Having in place a ‘cybersecurity response plan’ is vital if hedge fund managers in London are to deal effectively with this growing threat.
This is one of the key findings of the Hedge Fund Standards Board’s (HFSB) first ever tabletop cyberattack simulation.
It was also observed that with certain types of attacks, the ‘internal response capabilities’ of managers is lacking in the expertise needed to respond appropriately.
‘Confusion over responsibilities’ was another key finding, emanating from the fact that cybersecurity is seen as being principally an IT issue.
“This event has been an eye-opener regarding the complexity when dealing with the fallout from a cyberattack.”
“This event has been an eye-opener regarding the complexity when dealing with the fallout from a cyberattack,” an anonymous hedge funder manager who participated in the simulation was quoted as saying.
“[It was also] very timely in light of the heightened regulatory focus, including the SEC’s intention to test firms’ implementation of cybersecurity procedures and controls. We will revisit our own approach based on the lessons learned.”

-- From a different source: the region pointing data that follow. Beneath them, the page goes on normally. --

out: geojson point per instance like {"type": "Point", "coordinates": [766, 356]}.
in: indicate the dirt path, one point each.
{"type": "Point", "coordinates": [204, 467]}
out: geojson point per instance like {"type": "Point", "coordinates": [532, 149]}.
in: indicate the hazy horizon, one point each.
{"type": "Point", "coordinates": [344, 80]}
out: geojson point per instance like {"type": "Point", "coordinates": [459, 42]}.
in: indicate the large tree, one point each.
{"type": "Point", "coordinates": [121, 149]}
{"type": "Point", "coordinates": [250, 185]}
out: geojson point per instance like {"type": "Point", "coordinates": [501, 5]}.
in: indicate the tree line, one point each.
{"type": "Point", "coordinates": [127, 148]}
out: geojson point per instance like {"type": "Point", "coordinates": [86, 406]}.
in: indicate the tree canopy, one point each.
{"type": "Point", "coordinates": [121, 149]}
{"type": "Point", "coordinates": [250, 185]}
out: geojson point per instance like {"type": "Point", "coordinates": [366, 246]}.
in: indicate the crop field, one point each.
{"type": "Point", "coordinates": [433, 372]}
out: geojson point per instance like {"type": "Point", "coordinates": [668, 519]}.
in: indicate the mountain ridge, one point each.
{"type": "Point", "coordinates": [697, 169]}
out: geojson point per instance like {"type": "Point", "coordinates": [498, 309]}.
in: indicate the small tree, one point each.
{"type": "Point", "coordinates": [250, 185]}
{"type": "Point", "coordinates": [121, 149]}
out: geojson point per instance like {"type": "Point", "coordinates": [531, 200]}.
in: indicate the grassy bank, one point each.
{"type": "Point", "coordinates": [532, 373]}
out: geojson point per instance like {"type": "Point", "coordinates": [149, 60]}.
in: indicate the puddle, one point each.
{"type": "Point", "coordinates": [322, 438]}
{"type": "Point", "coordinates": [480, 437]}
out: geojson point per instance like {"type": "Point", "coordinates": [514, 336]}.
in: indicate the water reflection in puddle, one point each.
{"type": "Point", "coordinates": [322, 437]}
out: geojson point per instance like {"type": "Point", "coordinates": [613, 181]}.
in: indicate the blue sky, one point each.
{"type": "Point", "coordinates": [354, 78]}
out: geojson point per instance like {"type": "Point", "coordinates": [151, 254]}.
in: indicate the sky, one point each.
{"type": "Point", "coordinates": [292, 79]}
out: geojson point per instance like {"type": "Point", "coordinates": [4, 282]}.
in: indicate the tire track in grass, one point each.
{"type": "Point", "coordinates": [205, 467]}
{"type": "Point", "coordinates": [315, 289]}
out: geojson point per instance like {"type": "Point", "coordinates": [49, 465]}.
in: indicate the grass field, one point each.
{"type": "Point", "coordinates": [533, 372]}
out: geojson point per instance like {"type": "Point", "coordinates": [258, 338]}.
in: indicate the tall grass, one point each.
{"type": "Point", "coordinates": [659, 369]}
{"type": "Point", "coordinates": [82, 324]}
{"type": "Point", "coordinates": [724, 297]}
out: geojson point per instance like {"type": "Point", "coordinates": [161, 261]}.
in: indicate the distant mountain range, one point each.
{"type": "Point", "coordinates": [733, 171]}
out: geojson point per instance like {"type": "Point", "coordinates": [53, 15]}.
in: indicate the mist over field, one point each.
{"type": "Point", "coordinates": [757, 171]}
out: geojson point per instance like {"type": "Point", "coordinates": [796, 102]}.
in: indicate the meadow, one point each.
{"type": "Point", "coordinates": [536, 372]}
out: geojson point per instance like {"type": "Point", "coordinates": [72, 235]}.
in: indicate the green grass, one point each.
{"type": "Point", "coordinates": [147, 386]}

Hedge fund managers participating in the event were tested on their ability to respond to ‘three realistic’ cyberattacks’ that might be directed against them.
These included data theft and leakage of internal sensitive data, financial infrastructure attacks and crypto ransomware.
This event comes on the back of HFSB’s expansion of its toolbox in September of last year.
The toolbox, which offers supplementary advice and support to hedge fund managers, now contains a Cybersecurity Memo.
“Cybersecurity has emerged as a critical area of focus for the entire financial services sector,” Dame Amelia Fawcett, chairman of the HFSB, said at the time.
“In its continual process of providing practical help to all of its key stakeholders, the HFSB has developed timely and practical guidance to help firms manage this complex and important area of risk.”